Такое неожиданное и несколько туманное заключение речи Эшли не умалило ни восторженного приема, оказанного ей парретитами, ни негодования против нее директорских.
Не успел Эшли сесть, как встал Кроссфильд. Это было сигналом для шумных изъявлений восторга со стороны директорских и для общего внимания, потому что все члены парламента находили, что Кроссфильда стоит послушать.
– Милостивые джентльмены! Почему мистер Эшли поддерживает предложение мистера Гейма? Потому что он парретит, и мистер Блумфильд парретит. А все парретиты, естественно, считают, что капитаном должен быть парретит. Попугаям 6 6 Игра слов, основанная на созвучии: Parret – фамилия учителя, по которой названо его отделение; parrot – «попугай».
нельзя верить даже тогда, когда они выказывают признаки ума…
Раздавшиеся смех и аплодисменты вызвали легкую улыбку на лице говорящего.
– Не верьте попугаю, когда он говорит вам о попугаях… Доказательства того джентльмена, который внес предложение, я нахожу более убедительными. Он думает, что мистер Риддель не годится в капитаны. Я тоже так думаю.
Из зала раздались восторженные крики парретитов и недовольные возгласы директорских.
– Мистер Риддель и сам так считает… Но почтенный оратор находит, что главным капитаном должен бы быть мистер Блумфильд. С этим я не согласен. Мистер Риддель слабоват в спортивных играх, хотя, как я слышал, сегодня утром он управлял шлюпкой. Однако и мистер Блумфильд не без греха. Он, к примеру, мало смыслит в классической литературе…
Громкий смех из отделения директора на мгновение прервал речь, но говорящий не обратил на это внимания.
– Неужели, джентльмены, вы скажете, что человек, который не может перевести «Бальбус перепрыгнул через стену», не заглянув в словарь целых три раза, может быть капитаном Виллоуби? Я скажу: «Не может!» Я скажу, что главой школы должен быть именно мистер Риддель, рады мы этому или нет. И до тех пор, пока вы мне не укажете более достойного, я буду поддерживать мистера Ридделя!

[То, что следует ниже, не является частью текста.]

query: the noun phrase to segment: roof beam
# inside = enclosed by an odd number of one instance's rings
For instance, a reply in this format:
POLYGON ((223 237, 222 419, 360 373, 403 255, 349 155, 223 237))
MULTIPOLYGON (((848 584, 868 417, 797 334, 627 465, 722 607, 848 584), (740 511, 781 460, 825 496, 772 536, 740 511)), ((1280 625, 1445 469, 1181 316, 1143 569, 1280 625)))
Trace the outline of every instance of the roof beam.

Эта речь, произнесенная с большим воодушевлением, хотя и под непрерывный смех, развеселила все собрание, за исключением отделения Паррета, которому она, разумеется, не понравилась. Но прежде чем кто-нибудь из парретитов успел ответить на нее, с другого конца зала раздался тоненький голос:
– Джентльмены, дайте слово вельчитам!
Это жалобное заявление вызвало новый взрыв смеха, который только усилился, когда выяснилось, что оратор с тонким голосом – не кто иной, как мистер Пилбери. Он стоял, окруженный небольшой кучкой своих поклонников, которые с вызовом смотрели на собрание и усердно подталкивали «своего».
– Это, наконец, несправедливо… Все говорят, а нам не дают! – снова воскликнул Пилбери, но тут застучал молоток председателя, и крики: «К порядку!» остановили оратора.
– Уважаемый член парламента должен знать, что он не имеет права вносить свое предложение до тех пор, пока собрание не обсудит предложение, следующее по очереди, – заметил Исаакс.
Пилбери сделал угрожающую гримасу:
– Не твое дело, Ики, я хочу говорить!
Гейм встал среди общего смеха и спросил, обращаясь к председателю, допускаются ли в парламенте такие выражения.
– Конечно, не допускаются, – ответил Исаакс, – и мистер Пилбери должен взять свои слова обратно.
Мистер Пилбери показал кулак мистеру Исааксу и сделал новую попытку продолжить свою речь, но тут встал Ферберн и заметил «уважаемому члену», что если он подождет немного, то палата с удовольствием выслушает его.
После этого примирительного совета Пилбери стушевался, а собрание продолжило обсуждение предложения Гейма.
Прения были жаркие. Сила доводов была на стороне отделения директора, зато у парретитов было больше пылу. Раза два вставали вельчиты и нападали на обе партии, потом кто-нибудь из директорских говорил в пользу Блумфильда. Наконец палата разделилась, то есть все те, кто был за предложение Гейма, перешли на одну половину зала, а те, кто против, – на другую.
Считать голоса не понадобилось: вокруг Ферберна собралось всего двадцать пять человек, тогда как Гейма и его последователей окружила толпа человек в триста.